According to wikipedia https://en.wikipedia.org/wiki/Axonal_transport :
>Since some axons are on the order of meters long, neurons cannot rely on diffusion to carry products of the nucleus and organelles to the end of their axons.
and:
>Vesicular cargoes move relatively fast (50–400 mm/day) whereas transport of soluble (cytosolic) and cytoskeletal proteins takes much longer (moving at less than 8 mm/day).

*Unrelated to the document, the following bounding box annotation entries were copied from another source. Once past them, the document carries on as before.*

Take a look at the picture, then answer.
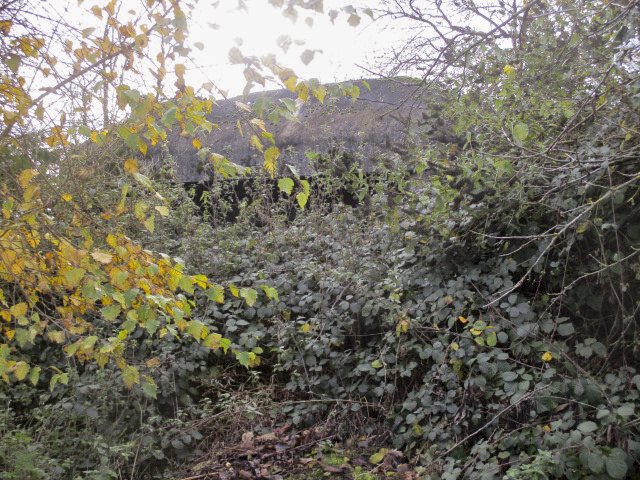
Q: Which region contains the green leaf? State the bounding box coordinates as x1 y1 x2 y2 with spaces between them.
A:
278 177 293 195
296 192 309 210
616 403 634 417
578 421 598 433
178 275 194 295
558 322 576 337
122 365 140 389
513 123 529 145
13 361 30 381
29 367 41 385
142 380 158 399
204 285 224 303
587 451 604 473
240 288 258 307
236 352 251 368
100 305 120 322
160 107 176 128
153 205 169 217
604 448 627 479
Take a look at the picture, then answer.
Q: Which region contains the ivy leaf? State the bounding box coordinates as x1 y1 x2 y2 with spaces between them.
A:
558 322 575 337
513 123 529 145
13 361 30 381
578 420 598 433
29 367 41 385
296 192 309 210
204 285 224 303
604 448 627 480
240 288 258 307
236 352 251 368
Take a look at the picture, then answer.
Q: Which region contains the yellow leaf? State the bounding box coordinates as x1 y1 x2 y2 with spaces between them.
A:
91 252 113 265
144 215 156 233
124 158 138 175
47 330 64 344
107 234 118 248
18 169 38 188
249 118 267 132
193 275 207 289
264 145 280 177
9 302 27 318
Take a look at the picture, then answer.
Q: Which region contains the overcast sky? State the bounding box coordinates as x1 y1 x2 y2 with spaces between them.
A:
168 0 392 95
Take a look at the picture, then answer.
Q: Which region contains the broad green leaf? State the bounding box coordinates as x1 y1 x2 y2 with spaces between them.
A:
278 177 294 195
578 420 598 433
122 365 140 389
513 123 529 145
236 352 251 368
558 322 575 337
160 107 176 128
13 361 30 381
604 448 628 480
204 285 224 303
29 367 41 385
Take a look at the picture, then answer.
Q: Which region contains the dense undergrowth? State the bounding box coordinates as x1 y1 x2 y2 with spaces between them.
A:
0 2 640 479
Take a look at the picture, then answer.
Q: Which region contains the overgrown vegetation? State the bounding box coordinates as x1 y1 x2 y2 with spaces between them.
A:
0 0 640 479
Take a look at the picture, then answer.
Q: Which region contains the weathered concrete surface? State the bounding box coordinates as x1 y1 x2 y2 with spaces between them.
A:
162 80 438 182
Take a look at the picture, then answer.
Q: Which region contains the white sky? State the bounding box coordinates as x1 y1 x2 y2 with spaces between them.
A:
181 0 389 95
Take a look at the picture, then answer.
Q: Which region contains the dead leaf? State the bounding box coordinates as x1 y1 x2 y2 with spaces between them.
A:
241 432 253 449
256 432 278 442
318 462 344 473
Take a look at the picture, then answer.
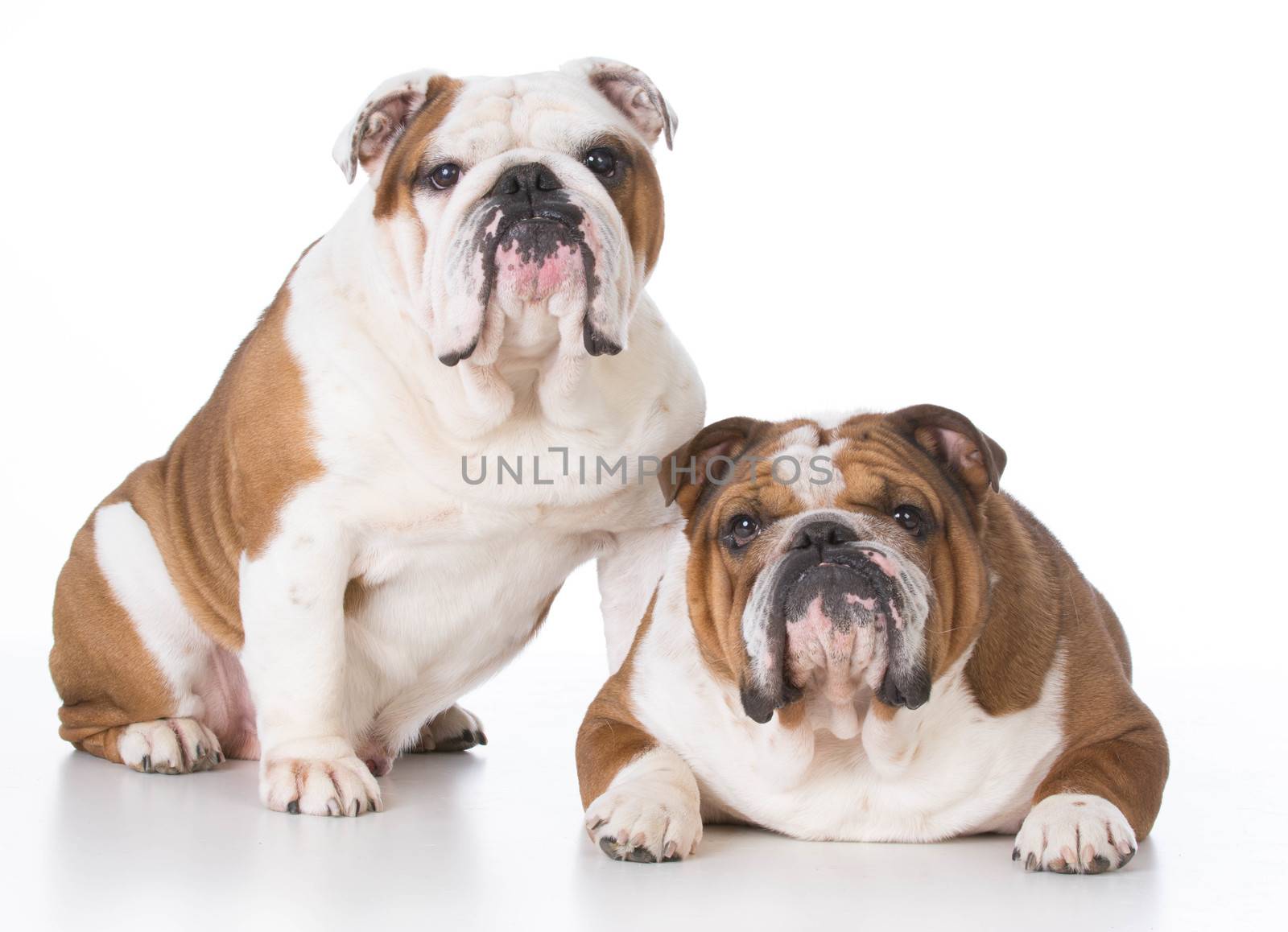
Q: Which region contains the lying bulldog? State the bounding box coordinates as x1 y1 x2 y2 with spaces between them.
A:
577 406 1167 874
50 60 704 814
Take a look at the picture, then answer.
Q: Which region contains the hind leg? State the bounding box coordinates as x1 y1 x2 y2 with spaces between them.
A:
49 502 223 773
407 705 487 754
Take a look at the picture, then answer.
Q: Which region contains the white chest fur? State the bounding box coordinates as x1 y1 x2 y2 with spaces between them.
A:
242 225 702 747
633 546 1064 842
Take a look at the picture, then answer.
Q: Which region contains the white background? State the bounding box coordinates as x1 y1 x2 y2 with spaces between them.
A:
0 0 1288 928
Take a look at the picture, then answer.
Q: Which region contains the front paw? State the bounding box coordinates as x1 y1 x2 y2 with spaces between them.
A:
586 780 702 864
1011 793 1136 874
259 741 384 816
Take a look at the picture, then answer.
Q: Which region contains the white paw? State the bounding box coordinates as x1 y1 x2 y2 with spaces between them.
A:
259 739 384 816
410 705 487 754
1011 793 1136 874
116 718 224 773
586 775 702 864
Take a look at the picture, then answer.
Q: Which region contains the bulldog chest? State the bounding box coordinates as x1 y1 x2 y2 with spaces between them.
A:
633 607 1063 842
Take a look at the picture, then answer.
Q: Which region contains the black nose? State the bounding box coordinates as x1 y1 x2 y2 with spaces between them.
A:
792 520 859 556
491 163 563 204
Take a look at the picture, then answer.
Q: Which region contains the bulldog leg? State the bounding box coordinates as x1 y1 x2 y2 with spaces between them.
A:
577 677 702 864
241 526 382 814
49 501 224 773
1011 705 1167 874
597 524 674 674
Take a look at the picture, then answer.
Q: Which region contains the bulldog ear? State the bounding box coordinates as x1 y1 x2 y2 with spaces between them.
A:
657 417 769 518
331 68 453 183
562 58 680 150
890 404 1006 496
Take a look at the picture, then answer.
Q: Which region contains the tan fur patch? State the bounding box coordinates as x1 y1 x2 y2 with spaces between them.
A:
608 142 666 274
374 75 465 219
50 243 322 753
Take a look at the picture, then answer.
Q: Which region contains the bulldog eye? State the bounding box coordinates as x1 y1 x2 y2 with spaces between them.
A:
894 505 926 534
429 163 461 191
581 146 617 178
729 515 760 547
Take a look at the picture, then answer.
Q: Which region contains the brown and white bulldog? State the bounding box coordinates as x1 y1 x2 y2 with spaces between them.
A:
50 60 704 814
577 406 1167 872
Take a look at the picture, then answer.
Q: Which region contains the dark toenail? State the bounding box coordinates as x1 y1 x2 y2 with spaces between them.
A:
626 848 657 864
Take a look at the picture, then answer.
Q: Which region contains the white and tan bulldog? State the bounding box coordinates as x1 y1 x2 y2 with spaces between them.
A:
50 60 704 814
577 406 1168 872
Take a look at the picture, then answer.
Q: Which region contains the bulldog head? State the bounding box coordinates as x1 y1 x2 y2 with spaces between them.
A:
661 404 1006 737
333 60 676 365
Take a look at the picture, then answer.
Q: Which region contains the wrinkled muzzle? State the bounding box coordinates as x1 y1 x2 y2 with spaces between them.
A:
427 152 639 365
742 530 930 737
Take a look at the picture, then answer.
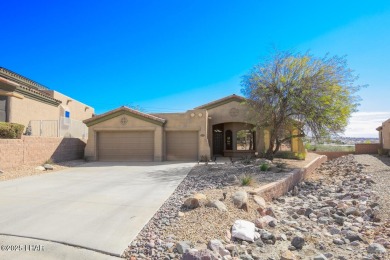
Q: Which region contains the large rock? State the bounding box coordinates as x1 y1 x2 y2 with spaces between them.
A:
207 239 225 252
367 243 387 254
280 250 297 260
43 163 54 170
253 195 267 208
291 236 305 249
233 190 248 209
176 241 191 254
255 215 278 228
182 249 215 260
232 219 255 242
183 193 207 209
345 230 363 242
206 200 227 211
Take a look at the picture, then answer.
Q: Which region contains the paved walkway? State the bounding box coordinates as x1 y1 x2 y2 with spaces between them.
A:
0 163 194 259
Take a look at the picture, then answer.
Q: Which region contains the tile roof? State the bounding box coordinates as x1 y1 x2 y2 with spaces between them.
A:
195 94 246 109
83 106 166 125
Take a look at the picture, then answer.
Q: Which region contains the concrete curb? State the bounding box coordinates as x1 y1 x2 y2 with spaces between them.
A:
253 155 327 201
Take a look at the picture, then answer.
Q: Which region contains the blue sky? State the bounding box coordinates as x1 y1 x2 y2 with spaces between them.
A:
0 0 390 136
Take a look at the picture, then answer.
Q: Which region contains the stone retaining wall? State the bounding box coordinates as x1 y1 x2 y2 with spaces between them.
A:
0 136 85 169
254 155 327 201
313 151 355 160
355 143 381 154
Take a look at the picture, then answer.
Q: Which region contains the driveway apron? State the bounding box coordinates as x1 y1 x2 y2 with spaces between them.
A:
0 162 194 256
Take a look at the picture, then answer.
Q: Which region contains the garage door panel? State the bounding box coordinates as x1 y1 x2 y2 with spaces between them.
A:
166 131 198 161
98 131 154 161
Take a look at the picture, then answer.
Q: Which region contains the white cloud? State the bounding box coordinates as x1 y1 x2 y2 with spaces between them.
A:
344 112 390 137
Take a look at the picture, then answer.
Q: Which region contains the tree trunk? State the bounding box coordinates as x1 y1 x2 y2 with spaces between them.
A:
273 140 282 154
264 135 276 161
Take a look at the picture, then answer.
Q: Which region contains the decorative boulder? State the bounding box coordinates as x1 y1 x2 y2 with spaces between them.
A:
233 190 248 209
183 193 207 209
206 200 227 211
232 219 255 242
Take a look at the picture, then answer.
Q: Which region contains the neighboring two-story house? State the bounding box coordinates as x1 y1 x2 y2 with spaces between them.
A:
0 67 94 138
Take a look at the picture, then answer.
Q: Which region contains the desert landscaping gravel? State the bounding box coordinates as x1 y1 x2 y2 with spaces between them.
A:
0 160 85 181
123 155 390 260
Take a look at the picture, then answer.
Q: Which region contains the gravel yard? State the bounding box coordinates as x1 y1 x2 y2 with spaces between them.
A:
0 160 85 181
124 156 390 260
355 155 390 223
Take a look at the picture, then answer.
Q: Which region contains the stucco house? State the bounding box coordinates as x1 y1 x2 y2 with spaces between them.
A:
376 119 390 152
0 67 94 137
84 95 304 161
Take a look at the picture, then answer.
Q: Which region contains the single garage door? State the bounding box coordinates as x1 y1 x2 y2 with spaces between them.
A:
166 131 198 161
98 131 154 161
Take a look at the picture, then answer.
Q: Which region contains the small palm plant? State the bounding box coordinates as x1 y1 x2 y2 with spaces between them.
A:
260 163 269 172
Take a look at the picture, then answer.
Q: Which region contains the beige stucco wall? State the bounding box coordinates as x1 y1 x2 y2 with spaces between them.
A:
153 109 210 159
382 120 390 149
7 91 94 129
85 114 163 161
46 90 95 121
207 101 264 153
8 97 59 126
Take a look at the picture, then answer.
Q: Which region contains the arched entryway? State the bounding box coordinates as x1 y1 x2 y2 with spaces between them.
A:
212 122 256 157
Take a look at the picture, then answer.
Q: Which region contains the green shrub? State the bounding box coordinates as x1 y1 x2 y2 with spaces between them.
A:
240 174 256 186
260 163 269 172
275 151 306 160
0 122 24 139
44 158 54 164
200 155 209 162
241 155 252 164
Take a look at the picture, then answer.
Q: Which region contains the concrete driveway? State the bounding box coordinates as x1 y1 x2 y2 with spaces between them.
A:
0 162 194 256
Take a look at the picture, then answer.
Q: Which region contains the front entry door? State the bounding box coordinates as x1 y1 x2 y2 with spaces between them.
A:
213 124 224 156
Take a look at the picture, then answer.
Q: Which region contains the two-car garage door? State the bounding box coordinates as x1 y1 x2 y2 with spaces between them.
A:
97 131 198 161
166 131 198 161
97 131 154 161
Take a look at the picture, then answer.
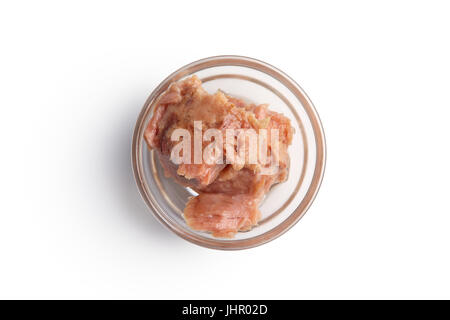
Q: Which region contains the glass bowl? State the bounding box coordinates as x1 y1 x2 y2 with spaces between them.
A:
132 56 325 250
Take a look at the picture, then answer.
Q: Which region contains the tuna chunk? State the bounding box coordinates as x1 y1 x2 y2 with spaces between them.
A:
144 76 293 238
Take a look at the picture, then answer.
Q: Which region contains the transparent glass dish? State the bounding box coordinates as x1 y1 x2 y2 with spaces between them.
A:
132 56 325 250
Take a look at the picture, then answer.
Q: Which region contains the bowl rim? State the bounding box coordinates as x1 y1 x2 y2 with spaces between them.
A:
131 55 326 250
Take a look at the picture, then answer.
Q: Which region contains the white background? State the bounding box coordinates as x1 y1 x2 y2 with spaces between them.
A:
0 0 450 299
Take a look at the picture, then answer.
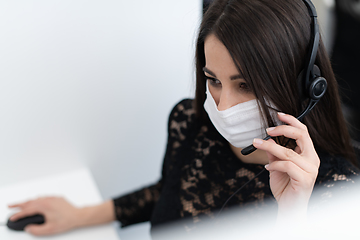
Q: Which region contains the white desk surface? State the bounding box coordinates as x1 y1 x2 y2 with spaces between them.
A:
0 168 119 240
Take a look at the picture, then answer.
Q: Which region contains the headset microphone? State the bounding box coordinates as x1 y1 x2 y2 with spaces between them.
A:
241 0 327 155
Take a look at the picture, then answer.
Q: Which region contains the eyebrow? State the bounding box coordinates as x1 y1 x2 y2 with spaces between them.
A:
203 67 244 80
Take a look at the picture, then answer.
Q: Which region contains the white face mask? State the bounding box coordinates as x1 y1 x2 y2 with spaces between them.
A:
204 82 278 148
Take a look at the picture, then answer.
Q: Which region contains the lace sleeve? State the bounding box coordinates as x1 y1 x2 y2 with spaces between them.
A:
113 100 194 227
311 154 359 209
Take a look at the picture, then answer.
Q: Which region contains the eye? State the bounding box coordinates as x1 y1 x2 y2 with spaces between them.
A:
239 82 251 92
205 75 221 87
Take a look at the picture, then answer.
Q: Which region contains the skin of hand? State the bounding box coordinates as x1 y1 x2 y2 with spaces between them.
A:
253 113 320 220
9 197 115 236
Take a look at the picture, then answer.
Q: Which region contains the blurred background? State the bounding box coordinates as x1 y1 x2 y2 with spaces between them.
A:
0 0 360 239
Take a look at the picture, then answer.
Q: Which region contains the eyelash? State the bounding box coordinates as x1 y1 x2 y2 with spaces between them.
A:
204 75 251 92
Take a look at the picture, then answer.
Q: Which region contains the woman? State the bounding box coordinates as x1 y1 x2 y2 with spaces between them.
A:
7 0 358 235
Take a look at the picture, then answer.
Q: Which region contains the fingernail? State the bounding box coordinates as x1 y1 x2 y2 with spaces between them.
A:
253 138 264 145
266 127 275 132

note that the flow of material in axonal transport is retrograde (i.e. in the opposite direction of pulse transmission), so any feedback, adjoint sensitivity or backpropagation signal - if it exists - to implement Automatic Differentiation in a physical manner, might move at such speeds. I don't know the typical axon lengths (please tell me if you know or can refer me to measured distributions of axon length), but this maximum of about 1000mm implies 125 days (8mm/day) or 2.5 days (400mm/day). If we assume the dimension of the brain as a typical axon length i.e. 10cm = 100mm then this becomes 12.5 days (400mm/day) and 0.25 days or six hours (8mm/day). For 1cm we have 30 hours (8mm/d) and 36 minutes (400mm/d). For 1cm to 10cm typical axon lengths and shorter indeed seem like the kind of time frame of learning, i.e. the weights may be modified during sleep, and the delay line of materials undergoing axonal transport in each axon contain echoes or memories of synaptic activity during the day.